L'affaire Metaleurop à Noyelle-Go-dault (62), la décharge à ciel ouvert de Limeil-Brévannes (94), le site de raffinage Petroplus à Petit-Couronne (76)… Plusieurs cas récents ont montré la nécessité de renforcer le dispositif des garanties financières applicables aux installations classées (ICPE). C'est désormais chose faite via la publication d'un décret et de deux arrêtés (1). La loi du 30 juillet 2003, dite loi Bachelot, imposait aux exploitants d'informer le préfet en cas de modification substantielle de leurs capacités techniques et financières. Charge au représentant de l'État de demander la constitution ou la révision des garanties financières. Le décret vient enfin d'en définir les modalités.

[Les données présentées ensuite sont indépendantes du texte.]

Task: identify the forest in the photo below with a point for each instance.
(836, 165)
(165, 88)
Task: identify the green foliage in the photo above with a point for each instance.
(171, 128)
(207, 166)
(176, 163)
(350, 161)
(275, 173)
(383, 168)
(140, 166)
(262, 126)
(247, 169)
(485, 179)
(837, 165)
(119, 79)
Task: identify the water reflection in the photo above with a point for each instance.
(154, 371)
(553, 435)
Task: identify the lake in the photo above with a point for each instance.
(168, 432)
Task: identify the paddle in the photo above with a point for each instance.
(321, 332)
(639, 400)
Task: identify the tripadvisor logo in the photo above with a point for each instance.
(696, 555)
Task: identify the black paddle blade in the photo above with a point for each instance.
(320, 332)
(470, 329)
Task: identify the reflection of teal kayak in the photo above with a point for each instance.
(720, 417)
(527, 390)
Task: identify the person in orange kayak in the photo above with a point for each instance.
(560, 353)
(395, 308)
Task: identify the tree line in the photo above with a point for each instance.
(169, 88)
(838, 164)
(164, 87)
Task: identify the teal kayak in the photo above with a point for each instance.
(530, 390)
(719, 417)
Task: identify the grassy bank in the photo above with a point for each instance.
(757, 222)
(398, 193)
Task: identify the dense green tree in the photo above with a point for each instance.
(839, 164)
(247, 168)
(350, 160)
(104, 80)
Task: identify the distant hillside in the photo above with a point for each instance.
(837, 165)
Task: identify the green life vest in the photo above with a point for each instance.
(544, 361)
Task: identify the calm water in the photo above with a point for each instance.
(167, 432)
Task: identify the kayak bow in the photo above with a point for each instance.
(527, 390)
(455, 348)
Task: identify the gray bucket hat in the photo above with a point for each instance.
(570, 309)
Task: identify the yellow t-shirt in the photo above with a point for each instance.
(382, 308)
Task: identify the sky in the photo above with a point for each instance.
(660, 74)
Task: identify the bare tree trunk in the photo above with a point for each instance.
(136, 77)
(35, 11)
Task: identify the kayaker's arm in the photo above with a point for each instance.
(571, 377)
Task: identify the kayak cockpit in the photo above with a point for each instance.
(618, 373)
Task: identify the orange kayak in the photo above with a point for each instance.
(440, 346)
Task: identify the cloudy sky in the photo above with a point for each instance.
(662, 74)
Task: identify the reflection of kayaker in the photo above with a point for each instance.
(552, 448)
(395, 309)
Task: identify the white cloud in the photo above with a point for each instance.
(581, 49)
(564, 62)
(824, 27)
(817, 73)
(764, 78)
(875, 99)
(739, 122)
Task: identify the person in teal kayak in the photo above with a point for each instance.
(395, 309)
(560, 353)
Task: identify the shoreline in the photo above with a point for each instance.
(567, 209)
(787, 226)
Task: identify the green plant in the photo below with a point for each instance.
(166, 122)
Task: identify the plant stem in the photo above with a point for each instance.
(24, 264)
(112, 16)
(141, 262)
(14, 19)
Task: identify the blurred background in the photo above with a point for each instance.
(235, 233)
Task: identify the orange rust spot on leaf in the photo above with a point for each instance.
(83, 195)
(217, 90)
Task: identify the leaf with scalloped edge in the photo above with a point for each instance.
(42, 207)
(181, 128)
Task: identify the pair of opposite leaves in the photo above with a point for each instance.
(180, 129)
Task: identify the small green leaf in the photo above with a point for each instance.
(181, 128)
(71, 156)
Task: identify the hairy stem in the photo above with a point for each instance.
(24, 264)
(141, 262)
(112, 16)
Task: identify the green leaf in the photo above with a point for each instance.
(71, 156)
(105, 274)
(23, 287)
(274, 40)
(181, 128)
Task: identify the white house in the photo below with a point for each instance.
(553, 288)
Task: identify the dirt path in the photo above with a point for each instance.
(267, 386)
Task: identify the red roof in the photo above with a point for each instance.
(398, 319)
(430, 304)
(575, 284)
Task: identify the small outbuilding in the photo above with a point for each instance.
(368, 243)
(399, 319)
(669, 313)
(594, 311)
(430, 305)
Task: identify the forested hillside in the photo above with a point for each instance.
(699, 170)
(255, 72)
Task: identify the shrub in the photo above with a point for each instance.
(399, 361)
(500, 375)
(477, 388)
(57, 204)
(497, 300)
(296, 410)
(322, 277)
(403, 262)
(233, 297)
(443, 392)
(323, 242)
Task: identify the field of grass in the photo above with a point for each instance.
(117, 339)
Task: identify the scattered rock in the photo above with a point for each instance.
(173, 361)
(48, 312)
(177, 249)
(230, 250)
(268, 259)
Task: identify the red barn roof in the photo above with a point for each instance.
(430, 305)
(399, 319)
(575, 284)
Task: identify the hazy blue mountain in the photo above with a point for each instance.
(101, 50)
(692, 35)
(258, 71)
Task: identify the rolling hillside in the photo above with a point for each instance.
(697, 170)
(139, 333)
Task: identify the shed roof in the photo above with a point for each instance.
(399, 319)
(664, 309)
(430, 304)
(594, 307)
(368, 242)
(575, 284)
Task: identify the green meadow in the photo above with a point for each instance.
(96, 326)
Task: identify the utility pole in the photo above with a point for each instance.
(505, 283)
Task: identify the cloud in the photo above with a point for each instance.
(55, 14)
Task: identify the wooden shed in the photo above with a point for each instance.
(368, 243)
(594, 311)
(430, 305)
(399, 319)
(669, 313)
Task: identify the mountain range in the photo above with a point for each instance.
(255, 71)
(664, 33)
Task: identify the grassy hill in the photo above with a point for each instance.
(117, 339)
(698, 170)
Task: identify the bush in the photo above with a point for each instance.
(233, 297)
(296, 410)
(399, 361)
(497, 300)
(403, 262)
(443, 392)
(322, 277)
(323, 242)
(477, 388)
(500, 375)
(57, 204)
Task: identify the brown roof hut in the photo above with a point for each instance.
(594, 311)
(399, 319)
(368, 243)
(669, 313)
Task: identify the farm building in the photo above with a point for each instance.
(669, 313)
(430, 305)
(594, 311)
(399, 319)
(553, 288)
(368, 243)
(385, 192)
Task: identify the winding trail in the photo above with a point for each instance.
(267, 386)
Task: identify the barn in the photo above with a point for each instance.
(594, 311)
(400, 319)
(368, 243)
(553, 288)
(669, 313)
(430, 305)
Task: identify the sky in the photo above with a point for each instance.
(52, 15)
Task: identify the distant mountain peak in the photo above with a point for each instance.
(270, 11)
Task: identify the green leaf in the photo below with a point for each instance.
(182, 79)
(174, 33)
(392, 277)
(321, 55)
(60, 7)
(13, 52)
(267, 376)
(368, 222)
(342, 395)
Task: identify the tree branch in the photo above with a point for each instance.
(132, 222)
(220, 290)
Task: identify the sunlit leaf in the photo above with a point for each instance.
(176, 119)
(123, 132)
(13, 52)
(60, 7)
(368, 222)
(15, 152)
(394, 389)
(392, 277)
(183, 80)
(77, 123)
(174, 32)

« Les garanties financières étaient déjà exigées pour les décharges, les carrières, ainsi que pour les installations relevant de la directive Seveso », précise Philippe Bodenez, chef du bureau du sol et du sous-sol du ministère de l'Écologie. Cette obligation est désormais étendue, d'une part, aux installations soumises à autorisation figurant dans la liste des installations réglementées par la directive IPPC, relative à la prévention et à la réduction intégrées de la pollution. D'autre part, aux installations de transit, regroupement, tri ou traitement des déchets soumises à autorisation simplifiée susceptibles d'être à l'origine de pollutions importantes des sols ou des eaux. Ces garanties financières prennent la forme d'une caution bancaire ou d'un engagement écrit d'une compagnie d'assurances. En cas de liquidation judiciaire, pour mettre les installations en sécurité, les pouvoirs publics pourront faire appel aux établissements qui se sont portés garants. C'est-à-dire pour évacuer les produits dangereux, pour éliminer les déchets, ou encore pour clôturer les sites, etc. « Auparavant, dans un certain nombre de cas, les exploitants n'avaient pas les moyens de payer. Donc il fallait faire intervenir l'Ademe. Le nouveau dispositif doit éviter de faire appel aux deniers publics », souligne Philippe Bodenez. En France, 5 000 entreprises seraient concernées, mais le recensement n'est pas facile à effectuer, de l'aveu même du fonctionnaire.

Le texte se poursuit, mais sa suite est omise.